In a lawsuit filed this week in Middlesex Superior Court, Lee Gilliam said his fellow firefighters made derogatory comments about Black people and criticized him when he complained.
Gilliam said firefighters also defended the Confederate flag and insisted the "situation for Blacks had progressed enough since slavery." When Gilliam complained to the chief, he said he was told it was best he transfer to another firehouse.
In addition, Gilliam said a lieutenant claimed that Black people play the "victim" card and defended the actions of police who killed Black men.
Gilliam's lawyer, David Summer, said Gilliam just wants these kinds of discussions to stop.
"He just wants to go to work, do his job and not feel like he has to go to work and be uncomfortable," Summer said.
Gilliam said he was also forced to work for a lieutenant who the city found used the "n-word" against him. He alleges that lieutenant passed Gilliam over for a promotion.
Newton Director of Human Resources Michelle Pizzi O’Brien said in a statement the city began an outside investigation into Gilliam's allegations weeks ago and is "moving forward with a sense of urgency regarding this matter."
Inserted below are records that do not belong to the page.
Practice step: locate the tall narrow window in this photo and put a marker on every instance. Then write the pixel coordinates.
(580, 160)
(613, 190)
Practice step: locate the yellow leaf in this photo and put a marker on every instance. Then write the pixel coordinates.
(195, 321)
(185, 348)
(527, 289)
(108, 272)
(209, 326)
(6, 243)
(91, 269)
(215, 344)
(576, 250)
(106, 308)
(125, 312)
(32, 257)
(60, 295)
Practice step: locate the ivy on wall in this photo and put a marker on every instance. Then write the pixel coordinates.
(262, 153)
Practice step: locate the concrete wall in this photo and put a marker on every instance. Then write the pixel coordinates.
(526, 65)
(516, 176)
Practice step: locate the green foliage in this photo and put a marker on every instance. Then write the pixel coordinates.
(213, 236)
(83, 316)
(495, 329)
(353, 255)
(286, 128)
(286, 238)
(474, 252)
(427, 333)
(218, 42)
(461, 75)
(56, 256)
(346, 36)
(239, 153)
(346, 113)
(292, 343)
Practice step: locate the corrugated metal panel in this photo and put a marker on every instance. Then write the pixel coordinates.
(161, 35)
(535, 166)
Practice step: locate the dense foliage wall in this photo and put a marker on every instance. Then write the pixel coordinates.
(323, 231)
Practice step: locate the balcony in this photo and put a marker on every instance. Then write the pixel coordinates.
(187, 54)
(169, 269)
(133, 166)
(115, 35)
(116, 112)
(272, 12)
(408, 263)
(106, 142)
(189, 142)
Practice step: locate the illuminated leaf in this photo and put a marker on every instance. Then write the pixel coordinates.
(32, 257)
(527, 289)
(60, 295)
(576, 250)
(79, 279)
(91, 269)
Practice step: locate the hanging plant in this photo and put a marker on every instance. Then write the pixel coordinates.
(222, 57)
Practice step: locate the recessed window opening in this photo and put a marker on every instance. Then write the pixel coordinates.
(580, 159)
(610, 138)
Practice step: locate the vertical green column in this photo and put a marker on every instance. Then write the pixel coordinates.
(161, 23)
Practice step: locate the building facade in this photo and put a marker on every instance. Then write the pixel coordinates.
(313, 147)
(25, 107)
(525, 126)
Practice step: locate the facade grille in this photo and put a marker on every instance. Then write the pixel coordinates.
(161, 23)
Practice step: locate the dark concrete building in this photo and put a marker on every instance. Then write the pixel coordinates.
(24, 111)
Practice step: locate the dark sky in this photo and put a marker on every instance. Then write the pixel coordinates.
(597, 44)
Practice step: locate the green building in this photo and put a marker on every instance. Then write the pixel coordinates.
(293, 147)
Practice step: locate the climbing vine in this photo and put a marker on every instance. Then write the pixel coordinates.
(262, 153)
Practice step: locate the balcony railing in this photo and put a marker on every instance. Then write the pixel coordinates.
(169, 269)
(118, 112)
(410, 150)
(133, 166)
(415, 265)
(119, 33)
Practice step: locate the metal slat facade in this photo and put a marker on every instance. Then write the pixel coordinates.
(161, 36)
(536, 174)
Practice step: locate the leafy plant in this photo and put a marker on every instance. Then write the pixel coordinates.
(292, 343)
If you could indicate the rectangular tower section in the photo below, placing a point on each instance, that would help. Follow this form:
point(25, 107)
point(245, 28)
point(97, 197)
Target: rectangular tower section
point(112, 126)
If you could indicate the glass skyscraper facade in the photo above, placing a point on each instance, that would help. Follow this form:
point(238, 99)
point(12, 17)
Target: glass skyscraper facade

"We are committed to providing a workplace environment where all our employees feel welcome, included and heard," the statement said. "The city is committed to continuing a full investigation of these concerns and ensuring a safe and positive work environment."
Gilliam's lawsuit follows a decision by the state's highest court in April that found Brookline was wrong to fire a firefighter who made threats after a lieutenant inadvertently left him a voicemail message calling him the n-word.
The Supreme Judicial Court said Brookline was responsible for Gerald Alston's "unfitness" for duty, because of how the town handled the racist incident.
“Hopefully with this decision, no other minority firefighter, no other female firefighter, no other firefighter who may feel like they're not a part of this this firefighting family, will ever have to go through something like this again," Alston told WBUR in April.